Evelyn, have you much experience with that book? Perhaps I need to dig it up here.
PatriciaINS said…
If you have to sell something other than food to make your "plan" work, you're no longer believable. Hello, Mark "Never Been Fat, My Wife Is A Vegetarian So I Know How To Advise" Sisson. Hello, Jimmy "I Pimp Every Frankenfood Known To Man, Cry When People Remark On My Diet, Happily Watch My Chronically Sick Wife Eat Junk Food, Only Lose Weight When I Go Extremely Low Carb" Moore.
crankybastard said…
Hi kds,
the trouble with diazoxide is that it has a directly lipogenesis-inhibiting effect independent of its insulin-lowering action; thus, the study HyperLipid refers to doesn`t necessarily tell us much about the allegedly fat-blasting effects of lower insulin, which the study authors even admit somewhere in the full text.
crankybastard said…
...study`s authors...
carbsane said…

One of the problems with bumping old posts is that I don't really have time to go back through old comments.
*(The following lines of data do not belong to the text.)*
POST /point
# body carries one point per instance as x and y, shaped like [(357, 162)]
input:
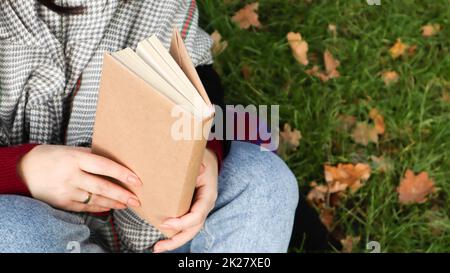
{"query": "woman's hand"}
[(64, 177), (204, 200)]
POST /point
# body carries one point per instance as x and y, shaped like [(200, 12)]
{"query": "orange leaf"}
[(378, 120), (346, 122), (299, 47), (390, 77), (247, 16), (398, 49), (332, 28), (364, 134), (430, 30), (382, 164), (290, 137), (348, 243), (348, 174), (415, 188)]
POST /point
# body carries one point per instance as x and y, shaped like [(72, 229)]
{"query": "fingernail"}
[(158, 250), (121, 206), (133, 202), (167, 226), (132, 179)]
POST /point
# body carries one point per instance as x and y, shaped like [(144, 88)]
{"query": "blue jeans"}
[(254, 212)]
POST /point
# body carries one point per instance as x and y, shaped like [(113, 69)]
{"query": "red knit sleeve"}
[(217, 147), (10, 182)]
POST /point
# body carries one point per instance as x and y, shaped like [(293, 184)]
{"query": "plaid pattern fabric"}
[(44, 55)]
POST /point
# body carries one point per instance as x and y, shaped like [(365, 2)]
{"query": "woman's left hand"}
[(204, 200)]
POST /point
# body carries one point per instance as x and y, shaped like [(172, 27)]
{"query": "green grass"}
[(417, 119)]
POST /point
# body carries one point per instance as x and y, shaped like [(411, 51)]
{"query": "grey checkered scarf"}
[(44, 56)]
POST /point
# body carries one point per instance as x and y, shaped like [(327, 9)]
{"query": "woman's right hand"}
[(64, 177)]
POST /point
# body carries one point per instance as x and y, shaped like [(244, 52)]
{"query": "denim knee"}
[(28, 225), (270, 176)]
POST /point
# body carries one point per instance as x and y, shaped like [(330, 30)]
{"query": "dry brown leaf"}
[(382, 164), (348, 243), (398, 49), (290, 137), (415, 188), (218, 45), (430, 30), (299, 47), (390, 77), (346, 123), (348, 174), (378, 119), (364, 133), (247, 16)]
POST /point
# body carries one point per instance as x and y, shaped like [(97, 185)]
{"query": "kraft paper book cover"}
[(134, 122)]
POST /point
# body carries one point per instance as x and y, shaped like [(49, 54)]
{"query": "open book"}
[(135, 121)]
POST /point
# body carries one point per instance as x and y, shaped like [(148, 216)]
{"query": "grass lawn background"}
[(416, 114)]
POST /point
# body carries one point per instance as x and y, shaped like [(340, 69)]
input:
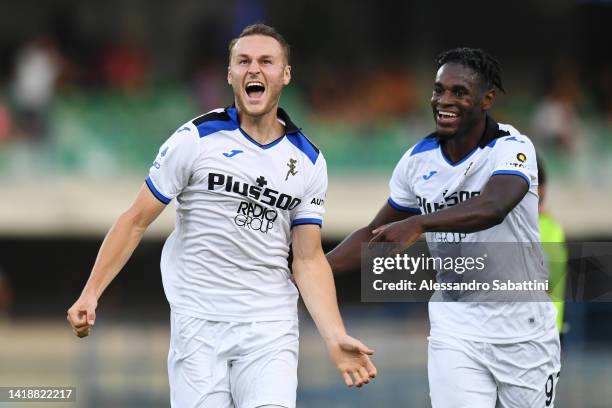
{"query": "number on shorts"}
[(549, 389)]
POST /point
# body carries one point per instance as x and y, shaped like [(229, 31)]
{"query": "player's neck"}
[(263, 129), (460, 145)]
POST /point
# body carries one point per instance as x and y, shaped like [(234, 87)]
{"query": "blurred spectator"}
[(6, 297), (556, 121), (37, 69), (552, 238), (5, 121), (124, 66), (363, 98)]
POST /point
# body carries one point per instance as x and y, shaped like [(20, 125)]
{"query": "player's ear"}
[(287, 74), (488, 98)]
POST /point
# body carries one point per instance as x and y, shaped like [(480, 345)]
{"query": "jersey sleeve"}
[(170, 172), (516, 155), (312, 207), (401, 196)]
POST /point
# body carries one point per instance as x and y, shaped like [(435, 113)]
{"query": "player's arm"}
[(347, 255), (314, 279), (116, 249), (499, 196)]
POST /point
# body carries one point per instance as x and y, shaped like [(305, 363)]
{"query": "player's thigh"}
[(198, 373), (267, 374), (528, 372), (457, 379)]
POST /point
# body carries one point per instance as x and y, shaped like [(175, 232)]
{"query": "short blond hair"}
[(262, 29)]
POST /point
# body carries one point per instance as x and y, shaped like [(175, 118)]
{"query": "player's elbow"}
[(133, 220), (494, 213)]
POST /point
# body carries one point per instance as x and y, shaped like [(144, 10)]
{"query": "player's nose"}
[(445, 98)]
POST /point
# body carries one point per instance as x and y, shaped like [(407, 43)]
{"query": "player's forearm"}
[(473, 215), (116, 249), (347, 255), (316, 284)]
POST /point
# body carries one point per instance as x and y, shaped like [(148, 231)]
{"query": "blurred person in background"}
[(6, 297), (553, 244), (248, 185), (556, 122), (472, 180), (37, 69)]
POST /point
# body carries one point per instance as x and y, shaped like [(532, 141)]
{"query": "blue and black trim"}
[(514, 173), (430, 142), (402, 208), (214, 122), (489, 138), (156, 192), (304, 221), (300, 141)]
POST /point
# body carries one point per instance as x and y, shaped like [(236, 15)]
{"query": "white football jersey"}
[(237, 200), (425, 181)]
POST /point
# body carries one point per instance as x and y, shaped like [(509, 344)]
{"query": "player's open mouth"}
[(446, 118), (255, 89)]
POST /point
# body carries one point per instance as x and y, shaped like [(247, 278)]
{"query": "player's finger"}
[(357, 378), (83, 332), (74, 319), (372, 370), (364, 349), (364, 375), (375, 238), (91, 317), (347, 379)]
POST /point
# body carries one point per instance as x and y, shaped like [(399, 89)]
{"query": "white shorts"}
[(232, 365), (465, 373)]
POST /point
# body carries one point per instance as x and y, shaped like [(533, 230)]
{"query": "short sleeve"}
[(401, 196), (312, 207), (170, 172), (515, 155)]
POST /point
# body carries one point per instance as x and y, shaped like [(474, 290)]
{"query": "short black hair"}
[(487, 67), (265, 30)]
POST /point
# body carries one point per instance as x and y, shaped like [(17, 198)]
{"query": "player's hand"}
[(352, 360), (406, 232), (82, 315)]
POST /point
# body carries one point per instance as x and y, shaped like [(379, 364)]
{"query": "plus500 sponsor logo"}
[(266, 195)]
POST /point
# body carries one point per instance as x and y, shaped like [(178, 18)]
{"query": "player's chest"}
[(274, 177), (440, 185)]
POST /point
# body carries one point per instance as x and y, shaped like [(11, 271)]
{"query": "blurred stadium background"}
[(89, 90)]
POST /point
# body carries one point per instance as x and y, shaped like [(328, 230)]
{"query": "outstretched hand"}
[(351, 358), (82, 315), (406, 232)]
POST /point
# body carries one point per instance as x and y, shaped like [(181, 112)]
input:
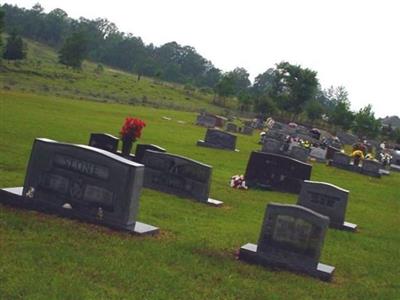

I do try to answer most but KDS's comment slipped through the cracks. I have since weighed in on a few blog posts: http://carbsanity.blogspot.com/search?q=diazoxide
carbsane said…
Hi Jason -- Sorry no experience with Schwartzbein. I think MM's approach has changed over the years or might be based on this. She was never diabetic to my knowledge, just at risk with family history.